The fat little boy who had been running round the room and falling over people’s feet now stopped in front of the wolf.
“That’s not your chair!” he said.
“It’s not yours either,” the wolf said.
“You were sitting over there,” the fat l
ittle boy said, pointing.
“Yes, and now I’m sitting here,” the wolf said.
“Why?”
“So that I can look after this baby who’s asleep,” the wolf said, seeing his chance.
“You aren’t looking after it. Its mum told my mum to do that,” the little boy said.
“We can both look after it,” the wolf said.
“You don’t look like someone who looks after babies.”
“Oh, but I am! I often look after babies. I’m very good at it. I look at them and wonder whether they’d be good to fry or . . . I mean, whether they’re going to be good or if they’re likely to cry. Things like that.”
“I don’t believe . . .” the little boy had begun to say, when his mother called him. “Bill! Come over here! It’s our turn to go and see the doctor. Hurry, now, or we’ll miss our turn.”
“Aha! My chance has come,” the wolf thought as he saw Bill and his mother leave the waiting room. He put out a paw towards the still sleeping twin, when its mother’s arm came between them.
“It’s all right, I’m back. Thank you so much for looking after her. It’s difficult when you’ve got two at once, isn’t it?” the twins’ mother said, scooping up the spare twin, decanting it into a twin buggy which appeared from nowhere, and wheeling both babies briskly out of the waiting room.
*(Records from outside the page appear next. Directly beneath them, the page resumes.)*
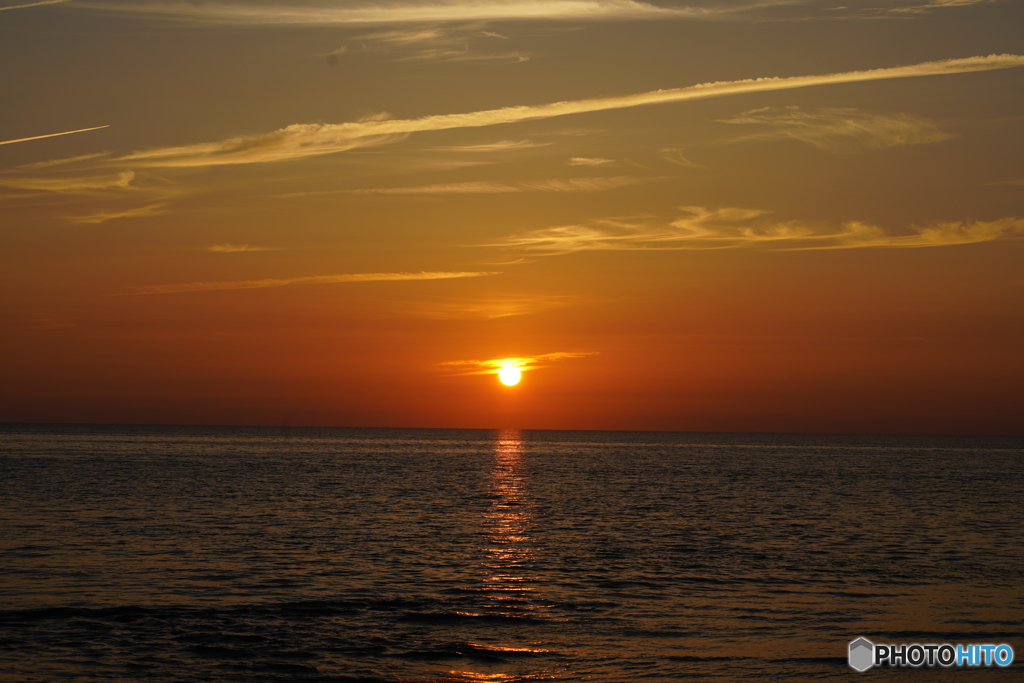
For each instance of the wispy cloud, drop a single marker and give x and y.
(588, 161)
(494, 366)
(403, 11)
(313, 280)
(935, 4)
(138, 212)
(72, 184)
(40, 137)
(302, 140)
(435, 42)
(235, 249)
(33, 4)
(62, 162)
(491, 308)
(493, 187)
(701, 228)
(678, 158)
(841, 130)
(500, 145)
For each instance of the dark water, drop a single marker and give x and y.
(236, 554)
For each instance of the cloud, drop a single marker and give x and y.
(103, 216)
(676, 157)
(494, 366)
(501, 145)
(491, 308)
(64, 162)
(302, 140)
(586, 161)
(841, 130)
(430, 43)
(350, 13)
(34, 4)
(233, 249)
(314, 280)
(492, 187)
(39, 137)
(73, 184)
(701, 228)
(935, 4)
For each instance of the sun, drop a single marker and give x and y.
(510, 376)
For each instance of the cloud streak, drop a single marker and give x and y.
(34, 4)
(354, 13)
(494, 366)
(302, 140)
(40, 137)
(841, 130)
(313, 280)
(492, 187)
(73, 184)
(139, 212)
(701, 228)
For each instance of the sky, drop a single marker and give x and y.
(718, 215)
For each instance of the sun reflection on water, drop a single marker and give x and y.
(508, 551)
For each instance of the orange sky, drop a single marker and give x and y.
(336, 213)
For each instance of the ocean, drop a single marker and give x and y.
(154, 553)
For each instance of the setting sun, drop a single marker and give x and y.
(510, 376)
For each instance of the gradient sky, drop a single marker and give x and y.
(721, 215)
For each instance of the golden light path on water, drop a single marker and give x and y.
(507, 551)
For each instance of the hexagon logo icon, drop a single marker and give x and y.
(861, 653)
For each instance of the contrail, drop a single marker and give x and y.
(33, 4)
(67, 132)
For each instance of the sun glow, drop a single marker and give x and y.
(510, 375)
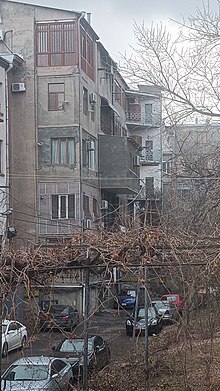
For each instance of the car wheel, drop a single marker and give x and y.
(129, 333)
(5, 350)
(23, 342)
(70, 385)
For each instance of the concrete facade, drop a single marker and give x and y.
(55, 165)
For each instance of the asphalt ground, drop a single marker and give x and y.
(110, 324)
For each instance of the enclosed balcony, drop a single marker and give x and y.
(142, 118)
(119, 173)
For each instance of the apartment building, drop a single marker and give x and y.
(144, 121)
(71, 161)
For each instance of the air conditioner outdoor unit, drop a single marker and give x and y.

Ten minutes later, the doctor’s voice called, “Mr Wolfe?” and the wolf reluctantly followed the white-coated figure along a passage to the surgery.
“Do sit down. New patient, I think. What seems to be the trouble?” the doctor asked, scribbling on a long white form in front of him.
“Trouble?” the wolf asked.
“WHAT DO YOU NOTICE WRONG?” the doctor said, very loudly and clearly.
“I’m not deaf!” the wolf said indignantly.
“I beg your pardon. I was asking you what seemed to be the trouble?” the doctor asked again.
The wolf did not know what to answer. Could he explain to this sympathetic doctor that the trouble was that he wanted to catch Polly and eat her? Or might this be misunderstood? He said, doubtfully, “I have trouble with a girl. Quite a small one, but I can’t seem to catch her when I want to.”